The Land of Propaganda

2 min read
The Land of Propaganda
Acrylic painting of a ship at sea on fire by Art Stardust.

This piece was first published on Substack on July 4, 2023.

For as long as I can remember, my mom started every November with reading a book called “Stories of the Pilgrims” by Margaret B. Pumphrey. We were homeschooled, and she would read out loud in the morning while we sat around the kitchen table coloring. The book began with the Puritans hiding and having church in secret. It followed them in their escape to Holland before crossing over to America in the Mayflower. It described the first Thanksgiving as a celebration of freedom to practice their faith.

The history of the United States according to conservatives never looks beyond the simplicity of these stories written for white Christian children. Every 4th of July, my family would celebrate with abandon our freedom to worship god. We watched the Schoolhouse Rock videos as part of school, too, and they were equally simplistic: the Boston Tea Party was a revolt against taxation without representation, and “that’s not fair,” it explained.

In this narrative, the history of Indigenous people is glossed over. The native people on this land just mysteriously died off. There weren’t that many of them anyway to begin with, I was told.

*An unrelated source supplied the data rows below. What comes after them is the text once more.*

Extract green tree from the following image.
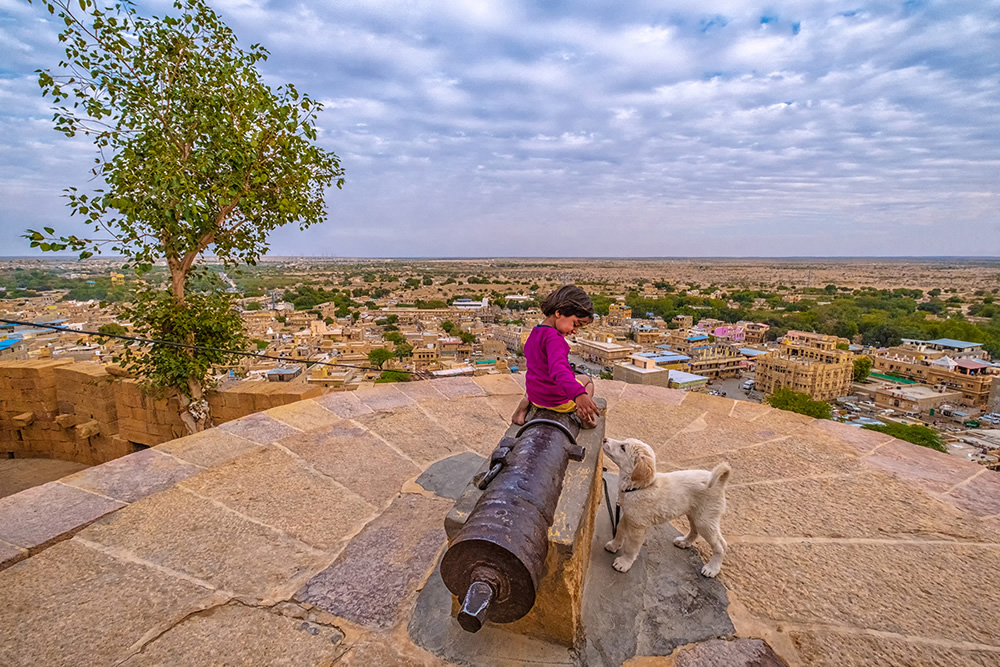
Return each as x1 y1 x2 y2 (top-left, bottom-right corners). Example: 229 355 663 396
26 0 343 432
862 423 948 452
854 356 872 382
97 322 128 336
765 387 832 419
375 371 410 384
368 347 394 368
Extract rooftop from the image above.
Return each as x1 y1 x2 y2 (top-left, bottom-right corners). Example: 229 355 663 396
0 375 1000 666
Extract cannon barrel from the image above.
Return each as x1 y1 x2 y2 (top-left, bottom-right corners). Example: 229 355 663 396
441 412 583 632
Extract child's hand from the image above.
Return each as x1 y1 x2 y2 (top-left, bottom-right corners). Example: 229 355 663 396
576 394 600 424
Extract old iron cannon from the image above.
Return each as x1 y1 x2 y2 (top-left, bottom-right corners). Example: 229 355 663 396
441 411 584 632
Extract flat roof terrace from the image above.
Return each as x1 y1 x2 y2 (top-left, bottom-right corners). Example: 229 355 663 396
0 375 1000 667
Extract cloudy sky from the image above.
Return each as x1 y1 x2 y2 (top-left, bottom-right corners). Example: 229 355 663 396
0 0 1000 257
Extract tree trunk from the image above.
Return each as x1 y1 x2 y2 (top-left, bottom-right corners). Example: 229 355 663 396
167 259 211 433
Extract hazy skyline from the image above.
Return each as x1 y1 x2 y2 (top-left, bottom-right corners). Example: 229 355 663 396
0 0 1000 257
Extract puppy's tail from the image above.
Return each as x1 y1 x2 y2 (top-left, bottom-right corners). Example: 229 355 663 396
708 463 733 488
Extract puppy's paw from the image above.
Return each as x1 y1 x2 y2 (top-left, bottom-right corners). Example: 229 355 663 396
614 556 633 572
701 563 722 578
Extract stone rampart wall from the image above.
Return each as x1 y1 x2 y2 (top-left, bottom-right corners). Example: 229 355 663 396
0 359 323 465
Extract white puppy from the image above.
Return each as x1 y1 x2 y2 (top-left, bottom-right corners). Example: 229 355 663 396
603 438 731 577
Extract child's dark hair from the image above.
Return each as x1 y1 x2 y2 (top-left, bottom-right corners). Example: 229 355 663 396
542 285 594 320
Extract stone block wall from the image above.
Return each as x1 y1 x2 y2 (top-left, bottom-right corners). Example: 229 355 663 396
0 366 324 465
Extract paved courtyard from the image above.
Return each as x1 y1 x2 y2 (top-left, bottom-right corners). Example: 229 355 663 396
0 376 1000 666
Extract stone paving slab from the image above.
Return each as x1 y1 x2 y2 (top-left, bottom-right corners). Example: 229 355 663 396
122 602 350 667
354 385 416 412
607 398 707 455
720 541 1000 647
0 482 125 553
156 428 261 468
654 415 785 463
264 399 340 431
864 440 982 493
0 541 28 570
278 421 420 507
472 375 524 396
355 404 468 467
0 458 90 498
182 448 376 551
313 391 372 419
80 487 323 599
431 377 486 399
790 629 1000 667
683 436 867 485
216 412 301 445
0 539 211 667
295 494 451 630
417 452 486 500
62 449 203 503
722 471 998 541
945 466 1000 516
815 419 895 454
420 398 513 456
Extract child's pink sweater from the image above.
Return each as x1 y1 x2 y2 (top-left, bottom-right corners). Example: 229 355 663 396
524 324 586 408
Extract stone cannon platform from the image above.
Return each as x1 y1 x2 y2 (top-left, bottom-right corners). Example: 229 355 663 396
0 376 1000 667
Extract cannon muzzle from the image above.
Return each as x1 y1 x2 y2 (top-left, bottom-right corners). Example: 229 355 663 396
441 412 582 632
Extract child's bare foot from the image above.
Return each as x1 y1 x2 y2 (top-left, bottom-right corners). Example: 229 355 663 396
510 398 531 426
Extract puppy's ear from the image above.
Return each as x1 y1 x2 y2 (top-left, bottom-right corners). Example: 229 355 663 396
632 445 656 488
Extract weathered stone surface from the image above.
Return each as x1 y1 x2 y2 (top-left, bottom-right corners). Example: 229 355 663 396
653 406 783 464
407 568 576 667
431 377 486 399
472 375 524 396
62 449 202 503
945 470 1000 516
674 638 788 667
813 419 895 454
417 452 486 500
607 398 707 455
264 399 340 431
217 412 301 445
0 459 87 498
790 628 1000 667
122 602 349 667
337 637 444 667
0 482 125 552
616 383 686 405
0 540 211 667
81 487 319 598
296 494 451 630
280 421 420 507
156 428 261 468
355 404 468 467
683 436 866 484
354 384 416 412
864 440 981 493
722 544 1000 646
183 448 375 550
722 471 989 541
684 391 737 417
0 541 28 570
313 391 372 419
640 525 734 655
398 382 445 403
420 398 510 456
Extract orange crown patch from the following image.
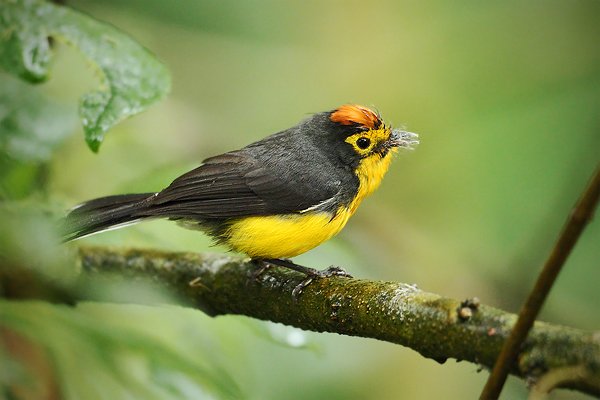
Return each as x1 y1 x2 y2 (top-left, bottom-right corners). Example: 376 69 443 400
329 104 381 129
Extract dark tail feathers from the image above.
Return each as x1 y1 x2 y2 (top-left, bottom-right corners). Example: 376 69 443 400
62 193 154 242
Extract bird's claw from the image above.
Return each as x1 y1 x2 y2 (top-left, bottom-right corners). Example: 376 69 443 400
292 265 352 301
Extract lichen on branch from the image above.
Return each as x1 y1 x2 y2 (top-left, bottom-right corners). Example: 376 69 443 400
79 247 600 396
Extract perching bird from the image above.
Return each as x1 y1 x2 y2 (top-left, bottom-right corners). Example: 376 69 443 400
64 105 418 291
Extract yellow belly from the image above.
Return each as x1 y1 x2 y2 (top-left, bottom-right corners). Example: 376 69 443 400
225 208 351 258
224 149 395 258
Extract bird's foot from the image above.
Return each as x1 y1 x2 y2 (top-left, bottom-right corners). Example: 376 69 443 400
259 258 352 300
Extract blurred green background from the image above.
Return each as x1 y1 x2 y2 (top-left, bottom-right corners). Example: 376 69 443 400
0 0 600 399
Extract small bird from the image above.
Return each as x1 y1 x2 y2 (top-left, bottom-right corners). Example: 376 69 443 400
63 104 419 294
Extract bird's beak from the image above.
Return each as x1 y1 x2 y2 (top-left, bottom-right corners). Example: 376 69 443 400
386 129 419 150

Likewise, slavery was hardly mentioned. I remember reading more about it on my own in books from the library than being told about slavery by my parents. Anyway, white northerners ended slavery because it was wrong, and Lincoln was the hero who signed the Emancipation Proclamation. My dad read a book about Lincoln out loud to us over breakfast.

Questioning my upbringing happened in layers. At first I wondered if there were solid answers to my theological questions. Then I started to see the connection between the patriotism and the religious fundamentalism: they were the same flavor.

I stopped feeling so patriotic when I saw the reactions of the people around me to the death of Mike Brown in August 2014. The event was so horrific, and while I was enraged and wanted to join in the protests, there were so many people expressing doubts about the reports. Nearly nine years later, the police have only been emboldened and encouraged to kill the marginalized with little, if any, consequence.

The truth about this place we call the United States of America is that it was founded on the darkest terms of genocide, slavery, and war. What was downplayed or ignored in my homeschooling doesn’t get much more coverage in public schools, either.

Today, the marginalization of Black, Indigenous, and/or People of Color continues. Slavery is not over, it is simply hidden behind the walls of prisons. The prison-industrial complex is highly profitable for a wide variety of corporations. Poverty and immigration are criminalized, not solved, when people try to better themselves in this country. Capitalism is lifted up as a provider of opportunity but it serves only to exploit and oppress.

Christian indoctrination and American exceptionalism are both major elements of the propaganda machine. I grew up hearing that “other countries feed their people propaganda” in the same breath as “we are the best country in the world!”